I do not believe the guitar has been re-fretted - or if it was, it was done prior to 1927. The binding looks untouched and the frets are very similar to what came on an old Recording King (Kay Kraft) two-point/ Venetian guitar I also own - thin and tall.
Kerry, thanks for the kind words. Getting this guitar restored is what sent me down the dark path of geeking out on vintage instruments, yodeling, and playing more traditional music nearly 10 years ago. I have an old (78 RPM) recording of my Great Grandfather that I've never heard. I'm hoping I can get it transferred soon and will share it here along with some pictures if people are interested.
Again, thanks for having me here!
Aaron, did I know you had one of the KayKraft guitars? Maybe you already knew, but a few years back, I had upwards of 37 KK instruments. 12 and 14 fret Mahogany/Maple/Rosewood, all the tenors they put out, some of the Nick Lucas KK models, mandolins, mandolas, I had them all. Here is my site of Facebook:
What a great guitar! I have to agree with the others that it's probably not Larson but that doesn't really matter unless you intend to sell it soon. In my opinion, the best thing about it is that it seems to have been picked for the best reason that I know of. It was the one that he like best.

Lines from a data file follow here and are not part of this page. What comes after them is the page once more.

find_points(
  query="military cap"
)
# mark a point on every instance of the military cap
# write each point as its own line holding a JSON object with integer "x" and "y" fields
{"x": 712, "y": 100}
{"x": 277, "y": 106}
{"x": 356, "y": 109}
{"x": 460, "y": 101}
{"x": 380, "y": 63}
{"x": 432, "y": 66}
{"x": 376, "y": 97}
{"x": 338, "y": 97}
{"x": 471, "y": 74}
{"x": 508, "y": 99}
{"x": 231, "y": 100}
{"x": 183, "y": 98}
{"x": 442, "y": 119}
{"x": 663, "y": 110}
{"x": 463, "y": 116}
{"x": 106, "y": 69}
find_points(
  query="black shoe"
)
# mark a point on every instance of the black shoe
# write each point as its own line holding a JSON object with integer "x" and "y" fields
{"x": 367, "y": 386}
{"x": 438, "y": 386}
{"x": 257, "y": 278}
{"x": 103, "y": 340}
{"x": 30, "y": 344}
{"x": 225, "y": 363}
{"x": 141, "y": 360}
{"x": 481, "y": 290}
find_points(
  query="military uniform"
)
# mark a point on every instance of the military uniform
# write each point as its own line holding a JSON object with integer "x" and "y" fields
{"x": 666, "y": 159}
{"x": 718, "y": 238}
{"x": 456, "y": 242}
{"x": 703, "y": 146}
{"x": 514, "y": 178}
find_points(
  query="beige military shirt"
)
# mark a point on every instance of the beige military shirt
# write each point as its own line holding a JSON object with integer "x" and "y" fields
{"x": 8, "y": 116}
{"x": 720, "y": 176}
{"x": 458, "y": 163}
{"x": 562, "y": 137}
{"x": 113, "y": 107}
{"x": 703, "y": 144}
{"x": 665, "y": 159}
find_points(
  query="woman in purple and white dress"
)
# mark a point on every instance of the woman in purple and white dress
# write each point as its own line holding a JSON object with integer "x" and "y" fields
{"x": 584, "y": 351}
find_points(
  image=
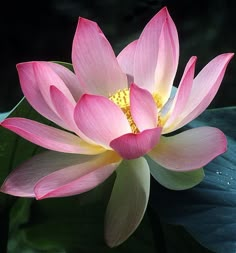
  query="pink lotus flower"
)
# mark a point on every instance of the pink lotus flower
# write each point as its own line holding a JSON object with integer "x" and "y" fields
{"x": 114, "y": 111}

Perhaps a towel or something to fill the space around the lower bout when it's in the case so it doesn't bounce around. It's a great thing to have.

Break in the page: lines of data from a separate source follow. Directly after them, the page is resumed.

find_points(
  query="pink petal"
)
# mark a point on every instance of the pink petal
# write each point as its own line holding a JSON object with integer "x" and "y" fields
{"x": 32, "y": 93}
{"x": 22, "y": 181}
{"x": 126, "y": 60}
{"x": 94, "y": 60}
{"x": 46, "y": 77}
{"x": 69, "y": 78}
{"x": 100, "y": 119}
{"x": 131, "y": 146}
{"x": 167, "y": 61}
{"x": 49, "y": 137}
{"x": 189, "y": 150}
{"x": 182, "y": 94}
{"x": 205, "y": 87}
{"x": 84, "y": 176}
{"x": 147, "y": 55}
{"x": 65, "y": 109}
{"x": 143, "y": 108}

I got out my Regal and Larson books over the weekend. I haven't picked them up for a while and spent a few hours enjoying all of the photographs and catalog images. The Regal book; Regal Musical Instruments: 1895-1955 by Bob Carlin, is a great reference with tons of catalog images and photographs. My Larson book; The Larson's Creations by Robert Hartman is a good over view of Larson material but the printing quality of the Black and White images is rather low. Color plates at the end of the book are quite good though and I wish there where a few more of those included in the book. I think that there have been subsequent printings of the book since I got mine. Maybe the newer additions are better quality printings. Regardless, I would buy it again, knowing what I now know.

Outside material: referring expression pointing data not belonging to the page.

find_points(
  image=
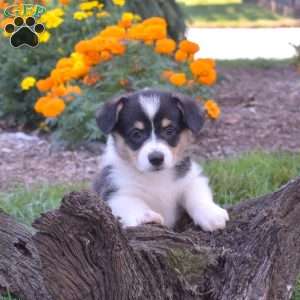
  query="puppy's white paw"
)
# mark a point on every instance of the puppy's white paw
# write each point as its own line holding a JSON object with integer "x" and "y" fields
{"x": 211, "y": 217}
{"x": 148, "y": 216}
{"x": 151, "y": 216}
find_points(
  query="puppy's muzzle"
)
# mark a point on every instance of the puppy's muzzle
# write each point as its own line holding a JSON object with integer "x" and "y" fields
{"x": 156, "y": 159}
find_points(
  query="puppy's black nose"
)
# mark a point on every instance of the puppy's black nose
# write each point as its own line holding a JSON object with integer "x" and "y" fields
{"x": 156, "y": 158}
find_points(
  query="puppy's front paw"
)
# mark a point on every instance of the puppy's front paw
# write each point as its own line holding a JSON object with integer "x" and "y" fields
{"x": 211, "y": 217}
{"x": 148, "y": 216}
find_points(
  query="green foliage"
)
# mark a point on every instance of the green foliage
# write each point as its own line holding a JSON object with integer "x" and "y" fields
{"x": 26, "y": 204}
{"x": 251, "y": 175}
{"x": 168, "y": 9}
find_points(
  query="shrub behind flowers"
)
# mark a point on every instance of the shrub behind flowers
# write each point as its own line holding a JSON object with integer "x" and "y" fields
{"x": 63, "y": 30}
{"x": 127, "y": 56}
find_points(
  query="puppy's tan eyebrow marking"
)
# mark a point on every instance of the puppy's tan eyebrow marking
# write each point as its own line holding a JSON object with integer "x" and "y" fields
{"x": 139, "y": 125}
{"x": 165, "y": 122}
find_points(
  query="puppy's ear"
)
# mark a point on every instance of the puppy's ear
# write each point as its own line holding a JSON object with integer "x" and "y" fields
{"x": 192, "y": 112}
{"x": 107, "y": 115}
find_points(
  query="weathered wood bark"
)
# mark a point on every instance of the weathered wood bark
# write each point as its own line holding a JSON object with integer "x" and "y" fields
{"x": 86, "y": 255}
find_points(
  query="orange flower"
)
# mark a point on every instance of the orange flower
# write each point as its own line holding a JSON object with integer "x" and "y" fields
{"x": 180, "y": 56}
{"x": 44, "y": 85}
{"x": 178, "y": 79}
{"x": 91, "y": 79}
{"x": 200, "y": 65}
{"x": 64, "y": 62}
{"x": 93, "y": 57}
{"x": 212, "y": 109}
{"x": 64, "y": 2}
{"x": 105, "y": 55}
{"x": 167, "y": 74}
{"x": 136, "y": 32}
{"x": 188, "y": 47}
{"x": 124, "y": 82}
{"x": 155, "y": 32}
{"x": 58, "y": 91}
{"x": 40, "y": 104}
{"x": 208, "y": 77}
{"x": 155, "y": 21}
{"x": 165, "y": 46}
{"x": 116, "y": 48}
{"x": 113, "y": 32}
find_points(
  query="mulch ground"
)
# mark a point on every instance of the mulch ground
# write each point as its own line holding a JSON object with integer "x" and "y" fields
{"x": 260, "y": 110}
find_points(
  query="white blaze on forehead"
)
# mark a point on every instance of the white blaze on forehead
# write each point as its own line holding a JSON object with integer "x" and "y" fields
{"x": 150, "y": 105}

I did not come across anything that might point to one maker over another and am still thinking Regal-esque. One thing that does stand out though; not one catalog image or photographed guitar or mandolin from the Washburn, Regal or Larson Bros. book had any examples of inlay even remotely like the vine inlay on your guitar. I also did not find one example in those three texts of a simple dot marker used at the first fret. Those makers all would do custom orders, I suppose there is no way to know for sure if it started out this way or was modified at some point.
None of this should diminish in your mind the value or importance of this inheritance, you are so lucky to have your great grandfathers guitar! Having a recording a recording of him playing is the icing on the cake, very fortunate! My mother's father and mother both played out for dinner parties and some Vaudeville shows. He played cello and she played a Vega Tubaphone tenor banjo. The cello survives and underwent extensive restoration. It is now in the hands of a second cousin that is a concert cellist. The banjo is gone though, all I have is a photograph of her with it. I have yet to find any recordings of them and don't have any clue about the types of music they played.
You should not use steel or silk and steel strings, they won't intonate well with that straight across saddle. I have been using Aquila "Alabastro" strings on my 1917 Washburn parlor and am very happy with those but about any classical guitar strings should be fine. Set up to play, this should be a really nice guitar, regardless of it's origin.
I would be very interested to hear some samples from your grandfathers 78 record when you get it into a digital format. My wife and I play Old Time, I'm rather curious to hear what your grandfather was playing.